When we are young, our parents pay for most things for us. As we age, we slowly learn to pay for things ourselves, either by earning an allowance, saving up monetary gifts, or getting a job. Then, once we graduate high school and get a job (or graduate college and get a job), bills shift to us. Although this isn’t the progression in every family, most families follow a similar pattern. Once a child turns eighteen, or graduates college, they become responsible for their own finances. Although most of us try to manage our finances ourselves, sometimes there are circumstances where we need help. But just how do you know when it’s acceptable to take money from your parents, and when you need to find a different solution to a financial problem? Here are some questions to answer to determine if it’s okay to ask for or accept money from your parents.
1. Is it fair of you to accept money from your parents?
As mentioned previously, when we are young, our parents usually pay for most things for us. However, once we become adults, it is usually our responsibility to pay for our own bills. According to Gallup, 29 percent of U.S. adults under age thirty-five are currently living at home. It’s impossible to know if all of these adult children need to be living at home.

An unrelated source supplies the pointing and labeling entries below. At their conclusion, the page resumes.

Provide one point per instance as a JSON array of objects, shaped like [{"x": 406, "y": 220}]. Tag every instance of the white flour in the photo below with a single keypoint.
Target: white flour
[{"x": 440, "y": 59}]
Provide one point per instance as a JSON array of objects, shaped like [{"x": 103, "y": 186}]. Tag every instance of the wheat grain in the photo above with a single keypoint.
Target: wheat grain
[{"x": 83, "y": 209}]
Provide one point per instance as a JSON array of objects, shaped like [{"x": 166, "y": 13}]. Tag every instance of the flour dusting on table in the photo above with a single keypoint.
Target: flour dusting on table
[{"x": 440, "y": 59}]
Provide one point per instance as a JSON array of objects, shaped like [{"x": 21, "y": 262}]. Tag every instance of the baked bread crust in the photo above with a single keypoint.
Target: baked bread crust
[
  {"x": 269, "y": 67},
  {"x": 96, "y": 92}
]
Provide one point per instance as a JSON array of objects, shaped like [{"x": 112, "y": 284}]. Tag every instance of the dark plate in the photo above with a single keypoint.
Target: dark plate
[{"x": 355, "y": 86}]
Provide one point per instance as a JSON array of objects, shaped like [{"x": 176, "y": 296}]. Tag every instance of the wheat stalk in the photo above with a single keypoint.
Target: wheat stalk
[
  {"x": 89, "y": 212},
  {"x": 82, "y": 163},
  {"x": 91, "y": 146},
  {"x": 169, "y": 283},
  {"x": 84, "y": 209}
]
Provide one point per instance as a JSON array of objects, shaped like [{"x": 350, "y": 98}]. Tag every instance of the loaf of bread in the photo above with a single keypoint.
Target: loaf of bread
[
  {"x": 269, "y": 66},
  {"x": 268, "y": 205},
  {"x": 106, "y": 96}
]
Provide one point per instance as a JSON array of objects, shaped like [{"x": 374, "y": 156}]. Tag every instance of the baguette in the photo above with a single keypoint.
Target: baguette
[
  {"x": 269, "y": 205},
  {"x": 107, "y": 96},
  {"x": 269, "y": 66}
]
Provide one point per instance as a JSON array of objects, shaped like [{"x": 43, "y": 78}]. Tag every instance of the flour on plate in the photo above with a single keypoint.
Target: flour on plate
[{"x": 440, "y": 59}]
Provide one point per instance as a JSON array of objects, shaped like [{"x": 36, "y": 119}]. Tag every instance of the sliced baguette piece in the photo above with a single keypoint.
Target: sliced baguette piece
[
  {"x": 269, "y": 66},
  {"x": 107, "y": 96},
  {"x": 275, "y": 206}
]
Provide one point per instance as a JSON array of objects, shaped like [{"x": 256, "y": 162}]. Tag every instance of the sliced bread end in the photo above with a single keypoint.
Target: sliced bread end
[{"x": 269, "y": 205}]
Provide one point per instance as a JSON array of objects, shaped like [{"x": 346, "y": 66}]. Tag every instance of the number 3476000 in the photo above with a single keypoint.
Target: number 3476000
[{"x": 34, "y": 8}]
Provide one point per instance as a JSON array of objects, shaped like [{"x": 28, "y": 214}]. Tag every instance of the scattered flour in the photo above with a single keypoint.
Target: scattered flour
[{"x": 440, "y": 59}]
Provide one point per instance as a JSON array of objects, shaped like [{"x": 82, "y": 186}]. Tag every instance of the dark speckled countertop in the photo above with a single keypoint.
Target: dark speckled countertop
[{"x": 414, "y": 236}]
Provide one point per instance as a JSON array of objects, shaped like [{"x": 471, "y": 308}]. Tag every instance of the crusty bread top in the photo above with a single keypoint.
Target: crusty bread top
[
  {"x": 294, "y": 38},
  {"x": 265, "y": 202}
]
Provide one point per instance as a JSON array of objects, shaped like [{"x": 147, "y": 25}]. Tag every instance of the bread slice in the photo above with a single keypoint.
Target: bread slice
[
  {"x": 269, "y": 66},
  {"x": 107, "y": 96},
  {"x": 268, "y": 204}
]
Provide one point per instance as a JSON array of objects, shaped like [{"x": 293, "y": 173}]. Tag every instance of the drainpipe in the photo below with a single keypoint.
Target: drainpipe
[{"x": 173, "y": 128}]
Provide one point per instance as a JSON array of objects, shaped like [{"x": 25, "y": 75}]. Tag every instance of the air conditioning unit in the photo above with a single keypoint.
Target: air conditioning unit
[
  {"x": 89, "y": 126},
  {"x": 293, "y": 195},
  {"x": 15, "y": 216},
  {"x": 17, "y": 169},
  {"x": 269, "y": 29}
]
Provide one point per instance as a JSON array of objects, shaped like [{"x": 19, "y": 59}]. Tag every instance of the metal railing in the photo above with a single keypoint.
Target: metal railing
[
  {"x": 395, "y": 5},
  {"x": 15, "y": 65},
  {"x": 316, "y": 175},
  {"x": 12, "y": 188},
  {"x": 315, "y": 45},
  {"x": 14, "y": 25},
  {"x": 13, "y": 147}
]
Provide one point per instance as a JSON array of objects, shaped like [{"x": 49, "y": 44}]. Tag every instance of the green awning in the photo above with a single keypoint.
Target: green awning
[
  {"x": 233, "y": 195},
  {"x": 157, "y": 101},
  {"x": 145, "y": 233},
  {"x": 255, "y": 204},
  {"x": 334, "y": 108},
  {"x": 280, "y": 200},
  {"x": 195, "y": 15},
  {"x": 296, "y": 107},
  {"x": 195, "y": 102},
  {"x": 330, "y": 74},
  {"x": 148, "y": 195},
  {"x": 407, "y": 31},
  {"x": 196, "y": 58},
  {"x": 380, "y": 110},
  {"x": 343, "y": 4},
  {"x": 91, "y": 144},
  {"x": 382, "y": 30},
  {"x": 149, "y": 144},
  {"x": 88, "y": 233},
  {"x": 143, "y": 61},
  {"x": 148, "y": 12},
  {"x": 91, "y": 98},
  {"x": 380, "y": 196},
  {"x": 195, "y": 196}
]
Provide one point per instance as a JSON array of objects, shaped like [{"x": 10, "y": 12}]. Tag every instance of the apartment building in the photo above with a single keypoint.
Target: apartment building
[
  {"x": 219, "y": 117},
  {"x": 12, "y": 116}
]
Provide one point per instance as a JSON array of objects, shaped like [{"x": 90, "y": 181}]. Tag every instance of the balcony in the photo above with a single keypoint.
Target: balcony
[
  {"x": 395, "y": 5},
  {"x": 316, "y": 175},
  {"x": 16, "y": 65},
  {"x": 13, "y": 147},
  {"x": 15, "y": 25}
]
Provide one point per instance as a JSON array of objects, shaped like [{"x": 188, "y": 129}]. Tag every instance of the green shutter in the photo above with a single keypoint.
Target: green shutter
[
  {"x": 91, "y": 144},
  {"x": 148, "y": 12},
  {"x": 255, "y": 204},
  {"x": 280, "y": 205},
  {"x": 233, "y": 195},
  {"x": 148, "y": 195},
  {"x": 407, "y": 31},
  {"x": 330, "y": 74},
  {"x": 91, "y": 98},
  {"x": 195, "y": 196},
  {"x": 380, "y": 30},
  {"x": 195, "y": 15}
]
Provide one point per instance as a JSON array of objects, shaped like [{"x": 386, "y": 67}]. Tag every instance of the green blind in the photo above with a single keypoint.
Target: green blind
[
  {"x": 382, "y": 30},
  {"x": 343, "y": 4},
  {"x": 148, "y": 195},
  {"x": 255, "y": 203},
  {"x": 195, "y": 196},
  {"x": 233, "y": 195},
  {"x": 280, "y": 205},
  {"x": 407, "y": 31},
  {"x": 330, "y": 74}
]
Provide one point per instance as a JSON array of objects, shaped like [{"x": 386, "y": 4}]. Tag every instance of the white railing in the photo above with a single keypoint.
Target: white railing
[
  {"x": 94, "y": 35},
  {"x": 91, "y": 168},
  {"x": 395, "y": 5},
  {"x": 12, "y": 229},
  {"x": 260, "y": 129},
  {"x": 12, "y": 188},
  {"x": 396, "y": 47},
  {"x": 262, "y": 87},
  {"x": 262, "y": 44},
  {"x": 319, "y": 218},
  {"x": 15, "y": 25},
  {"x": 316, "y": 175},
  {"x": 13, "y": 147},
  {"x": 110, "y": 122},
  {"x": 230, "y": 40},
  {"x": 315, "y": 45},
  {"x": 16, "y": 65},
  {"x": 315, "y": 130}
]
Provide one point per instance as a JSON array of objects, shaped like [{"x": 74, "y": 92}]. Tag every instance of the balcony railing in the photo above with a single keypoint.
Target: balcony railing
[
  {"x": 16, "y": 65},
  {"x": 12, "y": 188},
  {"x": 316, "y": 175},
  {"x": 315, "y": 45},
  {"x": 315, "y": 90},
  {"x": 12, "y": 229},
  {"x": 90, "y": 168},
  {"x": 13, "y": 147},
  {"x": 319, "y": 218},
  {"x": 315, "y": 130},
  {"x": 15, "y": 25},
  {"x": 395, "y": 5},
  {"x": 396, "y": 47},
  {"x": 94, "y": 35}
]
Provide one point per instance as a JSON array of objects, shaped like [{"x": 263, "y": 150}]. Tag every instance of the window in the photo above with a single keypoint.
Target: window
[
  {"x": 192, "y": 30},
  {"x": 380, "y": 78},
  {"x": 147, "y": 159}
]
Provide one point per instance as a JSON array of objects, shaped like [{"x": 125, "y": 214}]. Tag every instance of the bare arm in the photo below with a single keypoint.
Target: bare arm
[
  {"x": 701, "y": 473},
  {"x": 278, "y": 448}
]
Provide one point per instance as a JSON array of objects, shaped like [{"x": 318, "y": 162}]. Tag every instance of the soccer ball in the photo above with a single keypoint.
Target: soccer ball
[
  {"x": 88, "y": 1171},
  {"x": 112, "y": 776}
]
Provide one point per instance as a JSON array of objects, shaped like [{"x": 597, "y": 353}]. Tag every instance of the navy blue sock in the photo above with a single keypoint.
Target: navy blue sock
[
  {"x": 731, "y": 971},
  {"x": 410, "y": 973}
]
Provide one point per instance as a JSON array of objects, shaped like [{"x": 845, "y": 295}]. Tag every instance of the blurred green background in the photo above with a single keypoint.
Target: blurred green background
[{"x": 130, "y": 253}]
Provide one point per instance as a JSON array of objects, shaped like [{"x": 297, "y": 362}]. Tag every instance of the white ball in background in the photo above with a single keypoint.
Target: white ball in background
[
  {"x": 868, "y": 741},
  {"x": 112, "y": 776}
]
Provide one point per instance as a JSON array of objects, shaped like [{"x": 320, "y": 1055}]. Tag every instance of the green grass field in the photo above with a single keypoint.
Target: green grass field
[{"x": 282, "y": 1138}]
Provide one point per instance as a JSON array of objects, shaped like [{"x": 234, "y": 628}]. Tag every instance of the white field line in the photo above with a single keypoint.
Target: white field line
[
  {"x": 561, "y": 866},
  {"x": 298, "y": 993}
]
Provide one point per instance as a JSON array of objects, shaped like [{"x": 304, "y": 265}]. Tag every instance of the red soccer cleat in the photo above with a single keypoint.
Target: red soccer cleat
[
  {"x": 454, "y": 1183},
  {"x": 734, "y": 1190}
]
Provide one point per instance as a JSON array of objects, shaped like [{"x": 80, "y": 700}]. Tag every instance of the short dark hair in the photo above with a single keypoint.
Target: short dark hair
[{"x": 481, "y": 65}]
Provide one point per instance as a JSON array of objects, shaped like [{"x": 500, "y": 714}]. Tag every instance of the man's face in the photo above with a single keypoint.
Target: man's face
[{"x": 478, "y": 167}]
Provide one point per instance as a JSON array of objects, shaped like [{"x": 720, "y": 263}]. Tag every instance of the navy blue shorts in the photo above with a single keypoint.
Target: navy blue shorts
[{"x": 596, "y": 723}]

There is no specific age that you can’t accept money from your parents; once you become an adult, your decision should really be made based on the situation itself. So, first you should ask yourself if your situation really requires assistance. If you want to go on a vacation, but you don’t have the free cash, that really isn’t a good reason to ask your parents for money. Even if you have an emergency, and you have the money in your emergency fund but you don’t want to use it, you really shouldn’t ask your parents. You should save asking and accepting financial help from your parents for real emergencies (like hospital bills, loss of an income, etc.)
2. Are you asking for the money, or is it being offered?
Sometimes parents like treating their adult kids to financial assistance or gifts. Depending on the circumstance, sometimes it is reasonable to accept financial help if your parents are truly offering it to you because they want to. If they feel pressured by you, or you are asking for the money (and it isn’t an emergency), then you really shouldn’t accept the money.
Another thing to consider is that many adult children don’t feel comfortable accepting financial gifts from their parents because they are trying to do life themselves without help. So you have to figure out if you are truly comfortable with what your parents are trying to give you. Sometimes, parents really enjoy spoiling grandchildren, for example, but if you aren’t comfortable with that, then you need to say so.
3. What are the strings attached?
Regardless of whether or not your parents offered you a loan or gift, or you asked for one, you need to be sure that you agree to the terms before you accept it. If you have a financial emergency and your parents are willing to give you an interest-free loan (or just give you the money), that is great, but even if they want to charge you interest, it still might be a better deal than looking for a loan elsewhere. Sometimes financial gifts or loans come with unspoken strings (for example, if you don’t have a very good relationship with your parents, and they say something like, “Now that we are giving you this money, we should be able to see you more often,” be sure to read the lines.) You need to be comfortable with the terms if you are going to accept the help.
4. Can you pay them back?
A 2011 online poll by ForbesWoman and the National Endowment for Financial Education found that fifty-nine percent of parents gave financial support to their adult children (who were no longer in school.) With so many parents supporting adult kids, there are bound to be strings attached in some cases. Going along with the spoken and unspoken strings of accepting money is the question of whether or not you can pay your parents back. If they offer you a loan, you will have to pay them back, and you should do it in the time period that they require.
However, loans without specific expectations (your parents say you can pay them back whenever you can) can easily get pushed to the bottom of your financial commitment pile. In order to maintain a good relationship with your parents, and to truly act like an adult, you should prioritize paying them back in a timely manner. Even if they don’t ask you to, this is the respectful thing to do. If you know that you can’t pay them back in the time frame that they request, or at all, you may not want to borrow the money from them. Lastly, even if no strings are attached, just the fact that you will owe your parents might end up affecting you.
5. How will accepting the money affect the rest of your daily life?
You are bound to feel some shame accepting money from your parents. That doesn’t mean that you shouldn’t do it, nor does it mean that taking help when you really need it is shameful. However, most of us want to prove that we can be adults, and that requires learning to pay for things ourselves. You need to figure out if you will feel guilty or shameful for taking the money.
You should also consider whether or not your kids will learn from your example. If they frequently see you, a grownup, accepting money from their parents, they might expect the same to be true when they come to you for money down the road. There are many more issues to consider past whether or not you need the money. Although there are times when accepting money from your parents will be ideal, it won’t always be the case.